Para el día 4 nos propusieron sumergirnos en el género de terror. Nunca había escrito algo así. La sensación de estar escribiendo algo que da miedo me generaba miedo. No creo que podría pero si sentí como algunos autores se pueden enganchar fácilmente a esa emoción.
La consigna: una mañana de pandemia encuentras a tu mascota crucificada en tu casa y luego en tu casilla de correo descubres un mail que te escribiste a ti mismo con la frase «Cuidado con lo que haces».
El cuento:
Llegó a casa a las 6 pm. Nunca se le olvidará ese día… o quizás sí. Caminó despacio a la entrada de la casa, notando una energía extraña. Sus chanclas estaban afuera, al lado de la puerta. Nunca las dejaba allí y menos esa mañana que ya salió con los zapatos puestos. Sintió miedo. “Otra vez no”, pensó.
Sus manos comenzaron a temblar. Sacó la llave de su bolso y le costó introducirla en la cerradura. Abrió con cuidado, empujando la puerta en silencio. Todo parecía correcto. “Tranquila.. Seguro que no ha pasado nada”, se dijo a sí misma.
Caminó despacio por el estrecho pasillo. Siempre le pareció que ese pasillo tenía demasiada luz. El corazón le palpitaba. “Inhala, exhala” se decía mientras caminaba despacio, recordando los ejercicios que le propuso su terapeuta.

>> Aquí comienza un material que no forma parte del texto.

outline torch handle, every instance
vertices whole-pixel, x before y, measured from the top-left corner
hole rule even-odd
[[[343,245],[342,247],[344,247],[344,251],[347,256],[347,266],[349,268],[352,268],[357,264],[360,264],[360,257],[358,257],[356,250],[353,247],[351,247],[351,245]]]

Llegó al final del pasillo dudando de abrir la puerta corrediza que daba al salón. Las manos le sudaban. Tiró de la puerta y del horror volvió a cerrar. Sus piernas se desvanecieron como espaguetis cayéndose al suelo. El corazón se le salía del pecho. Le faltaba el aire. Intentó levantarse cogiéndose de las paredes. Se metió en el baño y vomitó. Le sudaba todo el cuerpo. Lloró. Lloró como nunca. Se dejó caer en el suelo del baño encogiéndose como una niña mientras lloraba hasta que perdió el conocimiento.
Pasaron un par de horas cuando abrió los ojos. Se levantó con cuidado y se lavó la cara con agua fría. Salió decidida a limpiarlo todo y tomar acción. Abrió la puerta y allí seguía. Esta vez no apartó la mirada. La imagen era dantesca. El crucifijo enorme que heredó de su abuela al morir estaba clavado en la pared. Sobre la cruz, su gato, Tazo, su adorado gato peludo que la acompañaba y la ayudaba durante todos sus trances. ¿Quién pudo hacerle eso a él? ¿Por qué a él si era su compañero fiel?. Las preguntas no paraban de rondar por su cabeza.
Tazo estaba clavado en la cruz. Un charco de sangre se acumuló debajo del crucifijo. Comenzaba a oler mal. No se atrevía a tocarlo. No se atrevía a mover la cruz. No se atrevía a confirmar su mayor miedo. Miró alrededor de la casa. Todo estaba intacto. Nadie entró a robar. La cerradura no estaba forzada. Todos los objetos de valor estaban en su sitio. “No puede ser, no puede ser”, se repetía sin parar.
Sonó un recordatorio y saltó del susto. “No es posible”, se decía una y otra vez. Ella sabía lo que significaba un recordatorio. Caminó al estudio y se quedó frente al ordenador. Tenía mucho miedo. No quería ver lo que decía. Se negaba a hacerlo pero era necesario. No quería comprobar nada pero era necesario. Abrió el recordatorio: “Cuidado con lo que haces”.
“Eso no quiere decir nada”, pensó. Su psiquiatra le dijo que estaba mejorando. Sus episodios de trance estaban más espaciados, además seguían sucediendo a la misma hora. Estaba todo bajo control. “¿Entonces por qué el recordatorio sonó ahora y no antes?” pensó. No recordaba nada. Giraba la cabeza de un lado a otro negando lo que había pasado. Se obligaba a pensar que tendría que haber otra explicación.
Caminó al salón. Se quedó de frente viendo el crucifijo, viendo a Tazo sin vida, viendo la sangre. De repente frunció el ceño. Al pie del crucifijo había un bolígrafo bañado en sangre. Se lo habían dado ese día en una reunión de trabajo. Caminó lentamente al teléfono y llamó al servicio de emergencia.
—Emergencia, ¿En qué puedo ayudarle?
—Enciérrenme por favor, he matado a mi gato y no lo recuerdo.